Cape Town – Informal traders in Khayelitsha are at loggerheads with ward councillor Thando Mpengezi because they have not been consulted on the refurbishment of informal trader stalls. The scheme, which is in progress, will see the 28 stalls obtain a fresh paint coat and repairs made to roller doors, but with no roof or paving, leaving the center still dilapidated. The chairman of the Nonkqubela Informal Traders association, Vusumzi Skeyi, said the project was not presented by the ward councilor and the city to stakeholders.
We were surprised by the notification by telephone that the contractor would be on site the next day. About how and what will be done and who will look after the project and the time frames, there was no clarification and description. “This increased fears of acts of wrongdoing. The ward councilor interrupted correspondence and previous engagements with the City of Cape Town regarding the construction of the center, Skeyi said.
As a result of the renovations, Skeyi said that multiple traders had lost revenue, while some were working while renovations were going on. As early as 2014, the stalls were vandalised and there has been no maintenance ever since. All these years, they have stood there like white elephants. Vandalism happened when there was a security company there, and during the land invasions nearby, roofing and paving were robbed. When they have no electricity, roofing or paving, they paint the stalls and bypass us,” he said,
ANC Economic Opportunity Spokesperson Nomi Nkondlo, who joined the traders on Monday, said the lack of contact between government agencies and poor communities remained a problem. Small businesses in traditionally underprivileged areas continue to complain that they are not adequately serviced. The president and the premier continue to talk about infrastructure-led development as the backdrop to the recovery of the economy while seeking to resuscitate our economy.

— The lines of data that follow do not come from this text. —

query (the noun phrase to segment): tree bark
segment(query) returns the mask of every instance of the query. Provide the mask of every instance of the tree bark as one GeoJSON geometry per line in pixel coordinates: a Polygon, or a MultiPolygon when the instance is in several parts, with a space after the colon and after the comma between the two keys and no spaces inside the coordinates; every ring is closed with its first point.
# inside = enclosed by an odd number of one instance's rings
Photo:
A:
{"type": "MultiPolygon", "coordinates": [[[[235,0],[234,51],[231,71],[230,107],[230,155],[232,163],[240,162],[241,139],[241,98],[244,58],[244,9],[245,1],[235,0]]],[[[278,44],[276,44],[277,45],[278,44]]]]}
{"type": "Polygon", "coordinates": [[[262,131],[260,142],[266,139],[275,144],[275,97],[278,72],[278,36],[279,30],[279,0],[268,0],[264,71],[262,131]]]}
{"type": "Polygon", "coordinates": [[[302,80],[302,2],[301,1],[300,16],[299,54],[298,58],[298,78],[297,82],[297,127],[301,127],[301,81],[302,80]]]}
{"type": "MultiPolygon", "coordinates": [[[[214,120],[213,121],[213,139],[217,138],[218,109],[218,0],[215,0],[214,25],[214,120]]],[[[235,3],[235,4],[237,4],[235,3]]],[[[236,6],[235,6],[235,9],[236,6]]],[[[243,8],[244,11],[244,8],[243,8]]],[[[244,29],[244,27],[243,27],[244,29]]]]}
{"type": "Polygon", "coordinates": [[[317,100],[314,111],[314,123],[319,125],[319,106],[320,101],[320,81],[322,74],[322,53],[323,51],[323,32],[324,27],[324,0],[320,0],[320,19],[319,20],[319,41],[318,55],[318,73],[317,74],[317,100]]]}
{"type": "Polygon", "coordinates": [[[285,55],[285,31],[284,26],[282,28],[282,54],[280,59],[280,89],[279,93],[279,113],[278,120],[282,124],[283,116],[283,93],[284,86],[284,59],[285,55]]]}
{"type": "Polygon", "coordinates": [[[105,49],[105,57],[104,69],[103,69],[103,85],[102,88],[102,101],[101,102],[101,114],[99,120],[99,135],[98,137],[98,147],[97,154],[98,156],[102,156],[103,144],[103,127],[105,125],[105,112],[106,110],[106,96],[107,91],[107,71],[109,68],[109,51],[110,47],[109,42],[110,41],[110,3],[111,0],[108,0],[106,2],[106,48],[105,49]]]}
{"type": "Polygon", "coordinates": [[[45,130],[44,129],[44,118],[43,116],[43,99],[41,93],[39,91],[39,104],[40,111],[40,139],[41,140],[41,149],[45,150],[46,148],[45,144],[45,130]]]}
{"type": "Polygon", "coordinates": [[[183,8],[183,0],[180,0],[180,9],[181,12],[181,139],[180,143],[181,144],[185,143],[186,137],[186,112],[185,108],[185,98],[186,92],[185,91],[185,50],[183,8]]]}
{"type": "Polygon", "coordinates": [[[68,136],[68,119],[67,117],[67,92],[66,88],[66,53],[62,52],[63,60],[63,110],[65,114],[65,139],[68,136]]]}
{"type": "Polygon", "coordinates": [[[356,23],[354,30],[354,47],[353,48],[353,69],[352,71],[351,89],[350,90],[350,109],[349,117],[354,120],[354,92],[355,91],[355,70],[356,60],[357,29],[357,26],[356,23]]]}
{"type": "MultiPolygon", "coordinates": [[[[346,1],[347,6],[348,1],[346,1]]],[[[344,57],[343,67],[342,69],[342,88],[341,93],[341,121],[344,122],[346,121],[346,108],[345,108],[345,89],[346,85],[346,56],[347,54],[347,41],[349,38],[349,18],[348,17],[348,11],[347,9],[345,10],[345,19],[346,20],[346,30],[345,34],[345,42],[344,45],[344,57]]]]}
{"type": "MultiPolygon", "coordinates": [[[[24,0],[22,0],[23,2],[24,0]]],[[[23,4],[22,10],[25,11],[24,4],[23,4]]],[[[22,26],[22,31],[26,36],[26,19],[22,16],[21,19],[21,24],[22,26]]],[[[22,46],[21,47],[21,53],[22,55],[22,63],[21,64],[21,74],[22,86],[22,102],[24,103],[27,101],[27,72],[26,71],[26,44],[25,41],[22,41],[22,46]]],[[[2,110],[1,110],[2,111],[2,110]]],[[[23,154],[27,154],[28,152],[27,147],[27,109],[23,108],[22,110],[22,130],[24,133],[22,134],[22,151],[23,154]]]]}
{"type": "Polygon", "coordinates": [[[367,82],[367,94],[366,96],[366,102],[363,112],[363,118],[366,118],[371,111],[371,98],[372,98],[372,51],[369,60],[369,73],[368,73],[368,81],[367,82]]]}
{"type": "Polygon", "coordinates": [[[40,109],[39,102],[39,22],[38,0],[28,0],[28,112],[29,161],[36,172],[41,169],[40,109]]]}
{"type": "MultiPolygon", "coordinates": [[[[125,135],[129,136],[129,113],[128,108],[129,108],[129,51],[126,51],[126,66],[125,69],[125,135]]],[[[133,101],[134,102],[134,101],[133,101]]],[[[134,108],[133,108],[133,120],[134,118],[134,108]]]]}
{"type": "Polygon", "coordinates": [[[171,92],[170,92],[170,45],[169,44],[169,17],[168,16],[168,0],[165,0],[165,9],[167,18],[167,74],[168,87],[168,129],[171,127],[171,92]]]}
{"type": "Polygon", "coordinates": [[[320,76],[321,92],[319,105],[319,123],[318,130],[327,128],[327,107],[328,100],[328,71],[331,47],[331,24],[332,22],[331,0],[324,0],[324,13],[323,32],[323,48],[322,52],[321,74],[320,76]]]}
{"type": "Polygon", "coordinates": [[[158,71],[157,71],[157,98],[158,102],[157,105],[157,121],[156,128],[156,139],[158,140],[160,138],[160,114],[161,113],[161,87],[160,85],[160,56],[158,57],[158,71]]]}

If you want people to reboot the economy, which is small businesses at the center, you should have a conductive and activated environment where they can work,” Nkondlo said.” The claims were rejected by Mpengezi as misleading. He said the budget allocated by the City was for the painting and roller doors for working shops.
The service provider explained that painting and the roller doors needed to begin because the budget was adequate for that. “We know that there is no electricity and roofs in the stalls, but more developments will take place,” he said. Mpengezi could not say how much budget was allocated to the project, saying that a service provider that had already been appointed was sent by the city.